LONDON, Ontario (AP) — South Korea's Kim Yu-na reminded everyone of what they'd been missing on Thursday, winning the short program in her first appearance at the World Figure Skating Championships since 2011.

Kim showed no signs of rust or nerves, performing with the same elegance and class that won her the Olympic gold in Vancouver — and pretty much every other title the two years before that. With a score of 69.97, she's more than three points ahead of defending world champion Carolina Kostner (66.86) and Kanako Murakami of Japan (66.64) going into Saturday's free skate.

"When I first heard the score, I was a little bit surprised," Kim said. "My first thought was probably the spin wasn't good enough, maybe I got a downgrade for that. But that wasn't the case. Yes, I was a little surprised. But I know I tried my best so I have no regrets."

Nor should she. Only two other active skaters have scored higher in their entire careers than Kim did, one being longtime rival Mao Asada at last month's Four Continents (74.49).

Asada landed her trademark triple axel — judges gave it to her even though replays showed it clearly was two-footed. But she's in sixth, one spot behind U.S. champion Ashley Wagner, after botching her jump combination and popped her triple loop into a single. The Russian phenoms didn't deliver on their promise, with Adelina Sotnikova faltering on her jump combination and Elizaveta Tuktamysheva flopping to the ice after losing an edge on her flying spin.

Gracie Gold is ninth, giving the Americans hope of regaining a third spot at next year's Sochi Olympics. Wagner and Gold need to finish with a combined placement of 13 or better — fifth and eight, say.

The free skate is Saturday.

No female skater had a run quite like Kim did from 2009 through the Vancouver Olympics. She won all but one competition, usually in breathtaking fashion. Did it while carrying the hopes of an entire nation, too. South Korea had never won an Olympic medal, let alone gold, in a sport other than speedskating at the Winter Games, and "Queen Yu-na" was treated like royalty. But she handled the expectations flawlessly, coming as close to perfection in Vancouver as anyone ever has. The records she set in the short program, free skate and overall score still stand, with no one even coming close.

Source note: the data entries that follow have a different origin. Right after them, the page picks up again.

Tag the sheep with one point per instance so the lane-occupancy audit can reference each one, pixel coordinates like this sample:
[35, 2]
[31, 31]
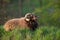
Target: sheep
[28, 21]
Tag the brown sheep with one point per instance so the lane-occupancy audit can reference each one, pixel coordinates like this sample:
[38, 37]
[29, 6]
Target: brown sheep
[29, 21]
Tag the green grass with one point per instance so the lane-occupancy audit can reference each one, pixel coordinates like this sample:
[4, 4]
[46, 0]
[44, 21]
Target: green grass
[41, 33]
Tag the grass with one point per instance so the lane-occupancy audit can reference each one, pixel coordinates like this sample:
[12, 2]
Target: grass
[41, 33]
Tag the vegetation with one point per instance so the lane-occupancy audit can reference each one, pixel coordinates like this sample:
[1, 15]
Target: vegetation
[41, 33]
[49, 19]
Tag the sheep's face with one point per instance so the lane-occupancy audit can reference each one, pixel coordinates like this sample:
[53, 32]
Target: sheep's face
[30, 17]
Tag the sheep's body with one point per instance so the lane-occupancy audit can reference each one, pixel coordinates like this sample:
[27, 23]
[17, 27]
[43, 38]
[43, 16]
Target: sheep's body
[13, 23]
[29, 21]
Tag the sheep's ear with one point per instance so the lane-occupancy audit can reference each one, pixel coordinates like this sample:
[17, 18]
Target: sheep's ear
[27, 19]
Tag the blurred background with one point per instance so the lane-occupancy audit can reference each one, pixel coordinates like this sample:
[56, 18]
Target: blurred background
[47, 10]
[49, 19]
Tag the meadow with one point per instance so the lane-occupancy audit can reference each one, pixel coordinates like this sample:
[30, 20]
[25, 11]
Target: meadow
[41, 33]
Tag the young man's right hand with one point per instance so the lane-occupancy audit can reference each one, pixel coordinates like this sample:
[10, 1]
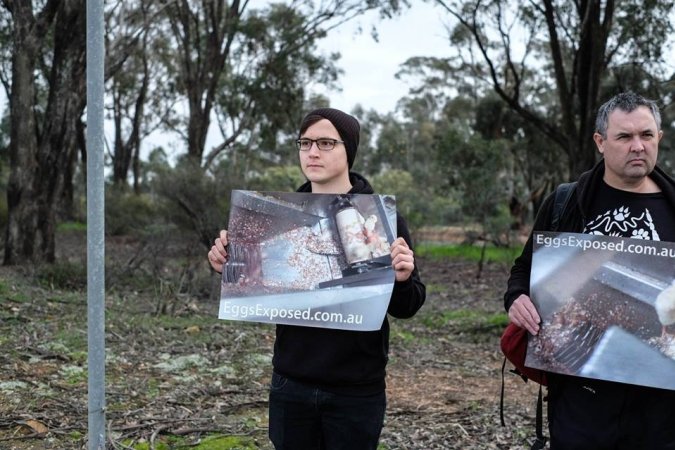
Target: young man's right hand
[218, 253]
[523, 313]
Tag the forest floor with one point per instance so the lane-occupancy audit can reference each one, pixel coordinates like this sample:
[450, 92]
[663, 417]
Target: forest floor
[177, 377]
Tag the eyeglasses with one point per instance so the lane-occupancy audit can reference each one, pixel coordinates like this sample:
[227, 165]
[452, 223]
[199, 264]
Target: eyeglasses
[323, 144]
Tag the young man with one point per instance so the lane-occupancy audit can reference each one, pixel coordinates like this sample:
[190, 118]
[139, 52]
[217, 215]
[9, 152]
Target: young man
[589, 413]
[328, 386]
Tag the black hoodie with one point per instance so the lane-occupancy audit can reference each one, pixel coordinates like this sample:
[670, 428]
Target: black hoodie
[342, 361]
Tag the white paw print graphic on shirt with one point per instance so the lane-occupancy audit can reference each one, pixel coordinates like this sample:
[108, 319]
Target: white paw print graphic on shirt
[621, 222]
[640, 234]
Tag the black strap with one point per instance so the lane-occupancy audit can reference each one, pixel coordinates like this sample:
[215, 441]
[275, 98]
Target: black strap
[540, 442]
[501, 397]
[563, 193]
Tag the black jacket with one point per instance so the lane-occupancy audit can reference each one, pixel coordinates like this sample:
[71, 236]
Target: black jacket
[572, 220]
[341, 361]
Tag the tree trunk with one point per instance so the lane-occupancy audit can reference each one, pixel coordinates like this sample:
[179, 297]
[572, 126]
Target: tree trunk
[40, 155]
[20, 237]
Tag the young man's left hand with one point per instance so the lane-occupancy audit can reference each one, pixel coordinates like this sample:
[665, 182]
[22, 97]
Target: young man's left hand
[402, 259]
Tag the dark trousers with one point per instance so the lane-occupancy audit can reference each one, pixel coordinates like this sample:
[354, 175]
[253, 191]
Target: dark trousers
[586, 414]
[307, 418]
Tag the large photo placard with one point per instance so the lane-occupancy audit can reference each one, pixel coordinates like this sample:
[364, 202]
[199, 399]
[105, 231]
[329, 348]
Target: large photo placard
[607, 306]
[318, 260]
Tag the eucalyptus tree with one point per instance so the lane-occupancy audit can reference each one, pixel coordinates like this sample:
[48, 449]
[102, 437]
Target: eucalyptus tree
[141, 91]
[42, 68]
[49, 41]
[525, 51]
[250, 67]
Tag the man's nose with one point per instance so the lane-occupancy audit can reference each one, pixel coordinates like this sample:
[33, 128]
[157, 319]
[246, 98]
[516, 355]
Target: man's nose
[636, 144]
[313, 149]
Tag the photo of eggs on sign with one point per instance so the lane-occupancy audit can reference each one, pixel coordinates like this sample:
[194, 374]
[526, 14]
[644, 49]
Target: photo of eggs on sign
[320, 260]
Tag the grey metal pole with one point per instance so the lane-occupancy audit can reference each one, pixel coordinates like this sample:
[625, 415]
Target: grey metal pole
[95, 226]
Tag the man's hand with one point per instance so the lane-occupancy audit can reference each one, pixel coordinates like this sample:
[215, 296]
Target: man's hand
[523, 313]
[402, 259]
[218, 254]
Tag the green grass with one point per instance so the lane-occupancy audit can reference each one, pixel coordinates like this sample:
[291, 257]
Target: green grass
[468, 252]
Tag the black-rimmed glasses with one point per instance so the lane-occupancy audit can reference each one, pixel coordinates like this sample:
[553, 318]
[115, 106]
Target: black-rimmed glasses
[323, 144]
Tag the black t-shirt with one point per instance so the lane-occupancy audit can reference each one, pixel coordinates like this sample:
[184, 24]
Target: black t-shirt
[628, 214]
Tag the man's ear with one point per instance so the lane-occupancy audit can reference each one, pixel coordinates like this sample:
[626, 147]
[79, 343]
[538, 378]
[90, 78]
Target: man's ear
[599, 141]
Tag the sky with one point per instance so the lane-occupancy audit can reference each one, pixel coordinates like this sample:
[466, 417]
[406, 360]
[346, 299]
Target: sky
[369, 66]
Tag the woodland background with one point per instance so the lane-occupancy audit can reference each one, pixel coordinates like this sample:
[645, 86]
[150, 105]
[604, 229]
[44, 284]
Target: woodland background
[483, 135]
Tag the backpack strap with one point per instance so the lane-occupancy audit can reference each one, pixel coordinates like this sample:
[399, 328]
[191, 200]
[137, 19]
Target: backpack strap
[563, 193]
[540, 442]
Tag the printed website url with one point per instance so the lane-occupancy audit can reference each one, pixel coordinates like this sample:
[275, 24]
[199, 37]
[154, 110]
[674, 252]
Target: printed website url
[242, 312]
[589, 244]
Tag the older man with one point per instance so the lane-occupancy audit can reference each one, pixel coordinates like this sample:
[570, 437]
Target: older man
[588, 413]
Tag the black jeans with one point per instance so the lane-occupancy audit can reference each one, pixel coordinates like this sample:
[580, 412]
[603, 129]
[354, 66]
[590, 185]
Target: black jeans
[307, 418]
[589, 414]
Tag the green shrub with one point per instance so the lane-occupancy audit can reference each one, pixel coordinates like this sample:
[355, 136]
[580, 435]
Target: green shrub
[127, 212]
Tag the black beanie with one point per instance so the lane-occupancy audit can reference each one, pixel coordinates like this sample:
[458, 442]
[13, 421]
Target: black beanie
[347, 126]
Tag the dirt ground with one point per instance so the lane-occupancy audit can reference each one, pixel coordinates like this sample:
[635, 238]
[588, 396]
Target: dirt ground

"After the Olympics, I felt empty because I had achieved my goal," Kim said.

After competing at the 2010 and 2011 world championships, where she was second both times, she decided to take a break. After spending most of the previous five years in Toronto and Los Angeles, she returned home. She skated in shows and helped Pyeongchang in its winning bid for the 2018 Winter Olympics. While she didn't rule out Sochi, it didn't seem likely, either.

Then, last summer, she announced her return.

Comebacks in figure skating are notoriously harsh, and not even an Olympic gold medal can protect against gravity, injuries and the pace of progress. For every Evgeni Plushenko or Gordeeva and Grinkov, there are dozens more failures.

"It's really hard to prepare your physical and mental status," Kim acknowledged. "It wasn't an easy to decision to make, but I made it and now I'm just focused to be back."

Actually, it was like old times.

What makes Kim so special is how smooth and effortless she makes everything look. Triple-triple jump combinations take so much strength and effort that you know when most women are going to do them because the lead-in is so lengthy. For Kim, her triple lutz-triple toe combo was simply another element, done as easily as another step or turn. She had an edge call on her triple flip, a minor flaw, but the jump itself was gorgeous as she floated in the air for the briefest of moments before starting to turn.

Even her landings were gorgeous. Rather than scratching the ice, she glided along like a pebble skipped across the water.

But just as it was in the olden days, it was Kim's presentation that was particularly exquisite. She doesn't simply feel music, it's part of her soul. She acknowledged each nuance of music with every inch of her body: a soft tilt of her head, a brush of her fingertips and, of course, that penetrating gaze.

Her only "flaw" was with her spins. The first two got level threes, one below the maximum. Most skaters would have taken that gladly — she got positive grades of execution on both — but for Kim, perfection was, and still is, the norm.

"Other than that first spin, I felt great," Kim said. "Because I gave my best, I would give myself the full 100 percent."